College Application Deadlines Approaching

The pandemic has changed some of the expectations universities are looking for in new students

NBCUniversal, Inc.

If you've got a high school senior at home, you probably got a stack of college applications sitting somewhere in the house.

The deadlines for many universities are coming up in the next month. Schools like UT Dallas are due at the beginning of May, so students still have time to make final adjustments.

"The application is a way to put your best foot forward to connect with an institution and show them who you are as an applicant," said Ingrid London, provost of admissions and enrollment at UT Dallas. "So it can be really helpful to thoroughly read through what you submit on the application and just fully include a lot of information about yourself and why you're a good candidate for institution."

The pandemic has changed some of the expectations universities are looking for in new students as college admission officers recognize that high school students have endured a lot these past two years.

So if your student has missed a sports season or were set back in some way by COVID-19, that’s OK.

"I will say, over the last couple years, universities understand the impacts that have happened from the pandemic on things like extracurricular activities and [how] that may look different,” said London. “So really just include as much information as you can and we will take all of that into consideration."

Grades and GPA are one thing, but since a lot of schools did away with SAT or ACT testing requirements during the pandemic, maybe now is a great time to stand out in the essay portion and those letters of recommendation.
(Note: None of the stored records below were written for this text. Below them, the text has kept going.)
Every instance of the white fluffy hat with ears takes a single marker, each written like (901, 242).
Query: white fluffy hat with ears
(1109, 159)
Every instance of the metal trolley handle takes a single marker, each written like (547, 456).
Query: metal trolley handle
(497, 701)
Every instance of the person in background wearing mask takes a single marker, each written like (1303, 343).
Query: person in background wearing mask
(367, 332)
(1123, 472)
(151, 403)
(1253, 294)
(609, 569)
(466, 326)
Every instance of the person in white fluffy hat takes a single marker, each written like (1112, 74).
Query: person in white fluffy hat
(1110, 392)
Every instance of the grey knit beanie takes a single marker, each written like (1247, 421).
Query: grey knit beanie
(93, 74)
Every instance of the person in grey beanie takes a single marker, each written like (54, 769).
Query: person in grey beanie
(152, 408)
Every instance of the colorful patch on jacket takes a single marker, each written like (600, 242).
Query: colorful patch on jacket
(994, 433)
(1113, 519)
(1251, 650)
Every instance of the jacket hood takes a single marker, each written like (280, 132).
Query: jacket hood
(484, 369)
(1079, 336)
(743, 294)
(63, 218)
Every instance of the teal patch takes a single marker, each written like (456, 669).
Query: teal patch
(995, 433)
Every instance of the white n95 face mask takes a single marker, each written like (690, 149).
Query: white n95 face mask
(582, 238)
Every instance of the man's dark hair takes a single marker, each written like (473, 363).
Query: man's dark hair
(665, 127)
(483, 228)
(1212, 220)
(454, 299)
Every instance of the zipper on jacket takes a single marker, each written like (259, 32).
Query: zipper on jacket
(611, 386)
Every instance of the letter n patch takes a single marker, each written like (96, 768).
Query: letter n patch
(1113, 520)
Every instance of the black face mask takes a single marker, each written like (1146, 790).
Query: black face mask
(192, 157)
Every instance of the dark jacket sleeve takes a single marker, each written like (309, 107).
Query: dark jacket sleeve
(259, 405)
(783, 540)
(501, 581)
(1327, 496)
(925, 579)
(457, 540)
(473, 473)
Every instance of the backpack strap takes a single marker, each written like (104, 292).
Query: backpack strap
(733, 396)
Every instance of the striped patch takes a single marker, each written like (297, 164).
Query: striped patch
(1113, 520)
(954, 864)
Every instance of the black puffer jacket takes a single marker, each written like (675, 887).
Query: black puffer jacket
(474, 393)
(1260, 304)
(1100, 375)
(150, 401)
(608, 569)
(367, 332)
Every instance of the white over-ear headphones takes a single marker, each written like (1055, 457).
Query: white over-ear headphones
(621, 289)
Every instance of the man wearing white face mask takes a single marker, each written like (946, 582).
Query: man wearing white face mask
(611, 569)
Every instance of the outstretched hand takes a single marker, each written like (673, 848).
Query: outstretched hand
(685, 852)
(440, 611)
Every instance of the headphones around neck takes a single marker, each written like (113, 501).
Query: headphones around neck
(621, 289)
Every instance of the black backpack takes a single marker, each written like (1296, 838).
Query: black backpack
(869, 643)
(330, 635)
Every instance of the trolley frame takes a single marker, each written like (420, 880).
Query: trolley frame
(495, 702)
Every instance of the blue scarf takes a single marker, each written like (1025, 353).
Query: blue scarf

“I would really encourage students to use that as an opportunity to provide context with things that may have happened outside of their academics – relating to any impacts they may have had with different structures of school education over the last couple of years, different challenges they've faced,” said London. “But those supplemental materials can be a really great opportunity to add to their application those elements that they weren't able to include through a high school transcript.”

She said universities are often looking for overlapping elements and want to see not just those academics, but how much students are involved in extracurriculars or things outside of school.

Since deadlines are weeks away, students will also have time to contact the university admissions offices directly, which London said will answer questions and share details on exactly how to stand out with that school's application.

But no matter how good the application is, there is one thing students might be getting wrong.

"One of the most common mistakes we see from students with the college search process, I think, is applying to institutions they themselves may not be interested in to please others – whether it be a friend or a family member,” she warned. “Finding the right university goes back to each individual student and that's where we really encourage students to find a good fit for you in what you are looking for. Do your research."

At the end of the day, London said it’s important to stay positive.

“Keep having fun. The college search and application process can be very daunting at times, but just know there's a lot of resources and support out there. Really just utilize those resources and have fun with it. It's a very exciting time as you're figuring out and planning that next step,” she said.

Looking ahead to once those acceptance letters come in, London said that despite the decline in COVID-19 infection numbers, she's still seeing a lot of universities and colleges continuing to offer total virtual or hybrid tours.

“Which is very exciting. So I think as far as ways in which to connect and engage with different universities, explore your options. There's never been a time where we've had this many options and ways in which students can do that,” she said.